National anthem in cinema halls:

  • The Supreme Court’s decision to make cinema halls play the National Anthem before the start of any film show in 2016 cited the ‘love for motherland’ as a reason behind the mandate.
  • But it has opened up the debate on nationalism and its branding.
  • Besides, there is no such rule in any other institutions be it Parliament, police stations or for that matter courts of the country, including the Supreme Court.

Mandatory singing of ‘Vande Mataram’

  • The Madras High Court has came out with its recent order that ‘Vande Mataram’ must be sung regularly in educational institutions and elsewhere, including workplaces like factories and offices.
  • The courts have failed to recognise that such actions of singing or standing up are now no longer genuine acts of nationalism but instead a performance.

Military tank at JNU

  • There are recent reports of installing a military tank on the JNU campus to infuse nationalism in the students.
  • Enforced nationalism cannot promote true culture.
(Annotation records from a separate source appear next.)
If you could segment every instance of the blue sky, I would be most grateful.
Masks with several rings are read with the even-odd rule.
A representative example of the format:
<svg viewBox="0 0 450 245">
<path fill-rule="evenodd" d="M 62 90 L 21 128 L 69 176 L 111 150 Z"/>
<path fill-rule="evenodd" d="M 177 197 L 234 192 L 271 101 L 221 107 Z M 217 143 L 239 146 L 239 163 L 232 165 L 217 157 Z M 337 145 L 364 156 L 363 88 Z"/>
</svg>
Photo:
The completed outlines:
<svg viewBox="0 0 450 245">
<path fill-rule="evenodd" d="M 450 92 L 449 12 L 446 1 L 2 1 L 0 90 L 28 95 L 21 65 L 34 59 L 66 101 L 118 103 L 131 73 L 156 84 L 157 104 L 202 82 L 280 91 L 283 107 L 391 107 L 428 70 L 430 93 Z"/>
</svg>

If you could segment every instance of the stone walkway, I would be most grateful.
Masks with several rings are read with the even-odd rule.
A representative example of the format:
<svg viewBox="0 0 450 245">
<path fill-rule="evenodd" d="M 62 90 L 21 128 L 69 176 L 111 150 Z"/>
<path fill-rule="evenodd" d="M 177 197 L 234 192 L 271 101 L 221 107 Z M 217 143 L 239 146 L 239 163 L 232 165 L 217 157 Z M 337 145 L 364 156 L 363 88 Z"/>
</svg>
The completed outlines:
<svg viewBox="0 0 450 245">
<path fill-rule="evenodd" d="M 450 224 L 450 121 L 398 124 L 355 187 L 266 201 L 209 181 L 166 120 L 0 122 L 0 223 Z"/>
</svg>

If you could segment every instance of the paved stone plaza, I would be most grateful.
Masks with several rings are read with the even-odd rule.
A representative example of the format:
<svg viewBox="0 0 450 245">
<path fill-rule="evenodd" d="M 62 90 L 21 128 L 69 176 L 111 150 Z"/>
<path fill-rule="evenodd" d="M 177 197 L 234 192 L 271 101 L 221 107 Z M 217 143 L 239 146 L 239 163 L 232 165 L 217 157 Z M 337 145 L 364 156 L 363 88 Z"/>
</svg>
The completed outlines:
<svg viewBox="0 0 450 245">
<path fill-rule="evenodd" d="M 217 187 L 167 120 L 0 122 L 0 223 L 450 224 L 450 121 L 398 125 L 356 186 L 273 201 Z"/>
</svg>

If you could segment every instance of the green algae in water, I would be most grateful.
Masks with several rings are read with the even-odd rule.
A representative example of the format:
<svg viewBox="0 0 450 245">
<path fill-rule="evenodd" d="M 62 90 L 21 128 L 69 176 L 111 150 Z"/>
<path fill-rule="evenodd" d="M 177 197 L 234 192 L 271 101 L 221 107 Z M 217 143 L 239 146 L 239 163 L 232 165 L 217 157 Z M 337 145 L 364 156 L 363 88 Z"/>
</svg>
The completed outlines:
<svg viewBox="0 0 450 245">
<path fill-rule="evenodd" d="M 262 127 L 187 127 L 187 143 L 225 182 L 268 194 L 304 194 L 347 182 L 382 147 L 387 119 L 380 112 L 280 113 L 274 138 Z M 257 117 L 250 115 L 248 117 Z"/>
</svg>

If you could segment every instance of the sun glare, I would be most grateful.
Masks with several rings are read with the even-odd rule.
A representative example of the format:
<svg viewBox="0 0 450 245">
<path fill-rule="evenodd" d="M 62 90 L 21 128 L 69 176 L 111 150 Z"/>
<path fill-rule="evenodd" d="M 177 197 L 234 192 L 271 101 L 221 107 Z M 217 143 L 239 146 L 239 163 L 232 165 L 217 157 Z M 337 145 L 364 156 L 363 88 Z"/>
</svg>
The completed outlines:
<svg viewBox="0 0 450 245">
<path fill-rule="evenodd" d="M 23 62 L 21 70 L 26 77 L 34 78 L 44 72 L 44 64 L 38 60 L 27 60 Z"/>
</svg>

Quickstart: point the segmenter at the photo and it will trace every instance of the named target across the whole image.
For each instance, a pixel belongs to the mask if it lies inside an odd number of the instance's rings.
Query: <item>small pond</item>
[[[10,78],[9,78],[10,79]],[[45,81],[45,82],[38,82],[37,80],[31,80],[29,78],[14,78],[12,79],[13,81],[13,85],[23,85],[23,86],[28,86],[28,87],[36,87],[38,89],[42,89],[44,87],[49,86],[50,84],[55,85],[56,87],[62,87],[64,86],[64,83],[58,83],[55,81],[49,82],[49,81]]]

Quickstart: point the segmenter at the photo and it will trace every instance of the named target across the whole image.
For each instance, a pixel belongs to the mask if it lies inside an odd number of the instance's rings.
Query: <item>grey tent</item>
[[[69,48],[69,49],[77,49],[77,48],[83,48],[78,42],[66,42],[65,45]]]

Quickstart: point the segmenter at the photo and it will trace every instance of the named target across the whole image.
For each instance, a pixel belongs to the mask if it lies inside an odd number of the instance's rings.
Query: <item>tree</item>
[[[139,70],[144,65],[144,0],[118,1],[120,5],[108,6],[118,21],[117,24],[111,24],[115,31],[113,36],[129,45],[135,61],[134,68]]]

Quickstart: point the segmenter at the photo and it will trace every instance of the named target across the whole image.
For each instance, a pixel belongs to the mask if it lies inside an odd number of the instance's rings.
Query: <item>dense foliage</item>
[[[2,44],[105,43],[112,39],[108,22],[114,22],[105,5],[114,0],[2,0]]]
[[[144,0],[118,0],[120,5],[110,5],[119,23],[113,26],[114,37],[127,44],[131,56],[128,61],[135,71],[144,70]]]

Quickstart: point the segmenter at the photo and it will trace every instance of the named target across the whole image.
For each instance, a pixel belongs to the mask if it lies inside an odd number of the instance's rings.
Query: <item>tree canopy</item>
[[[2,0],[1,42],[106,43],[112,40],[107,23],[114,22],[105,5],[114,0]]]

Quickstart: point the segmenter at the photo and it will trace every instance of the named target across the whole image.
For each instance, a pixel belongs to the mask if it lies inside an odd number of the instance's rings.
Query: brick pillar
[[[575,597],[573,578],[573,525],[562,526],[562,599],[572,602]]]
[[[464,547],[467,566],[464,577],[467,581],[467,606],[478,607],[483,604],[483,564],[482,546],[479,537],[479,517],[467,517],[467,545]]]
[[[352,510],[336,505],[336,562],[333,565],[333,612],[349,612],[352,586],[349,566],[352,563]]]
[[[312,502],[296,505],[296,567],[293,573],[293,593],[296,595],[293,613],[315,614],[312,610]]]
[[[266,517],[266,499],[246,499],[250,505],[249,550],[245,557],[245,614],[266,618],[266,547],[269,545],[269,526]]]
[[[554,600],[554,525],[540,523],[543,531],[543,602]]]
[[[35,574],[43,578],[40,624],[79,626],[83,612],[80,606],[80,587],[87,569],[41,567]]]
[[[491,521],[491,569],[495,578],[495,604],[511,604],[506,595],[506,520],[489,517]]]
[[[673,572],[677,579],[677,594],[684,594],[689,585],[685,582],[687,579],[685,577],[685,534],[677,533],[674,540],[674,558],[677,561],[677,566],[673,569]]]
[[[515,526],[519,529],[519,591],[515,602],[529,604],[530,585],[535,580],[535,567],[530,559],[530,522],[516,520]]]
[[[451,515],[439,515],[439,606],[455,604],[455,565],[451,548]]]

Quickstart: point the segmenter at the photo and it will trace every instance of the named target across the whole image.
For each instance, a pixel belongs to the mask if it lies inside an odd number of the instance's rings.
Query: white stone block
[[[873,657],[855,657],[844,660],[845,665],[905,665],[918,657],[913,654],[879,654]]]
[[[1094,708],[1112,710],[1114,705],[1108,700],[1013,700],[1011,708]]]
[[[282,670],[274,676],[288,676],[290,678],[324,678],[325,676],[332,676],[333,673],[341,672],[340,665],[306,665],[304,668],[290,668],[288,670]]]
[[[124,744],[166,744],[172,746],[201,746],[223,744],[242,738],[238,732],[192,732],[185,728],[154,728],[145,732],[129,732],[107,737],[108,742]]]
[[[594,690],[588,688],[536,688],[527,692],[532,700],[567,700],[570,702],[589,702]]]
People and cultures, regardless of belonging to a particular class or geography, can truly grow and evolve only if they can transcend all social and territorial limitations.

Suggestions:

  • Instead of enforced nationalism we need to create an environment in which the feeling of nationalism comes from within through visionary leaders, good governance and an inclusive harmonious environment in the country i.e inclusive nationalism.
  • Inclusive nationalism is the system of Nationalism which includes people of a different nationality to help the country reach its goals.
  • We need to evolve into a country that elicits nationalism and feeling of love from everyone residing in it.
  • It is time we followed the lead of modern constitutional democracies such as the United Kingdom, the US, and New Zealand who have severed anti-sedition laws from the law books.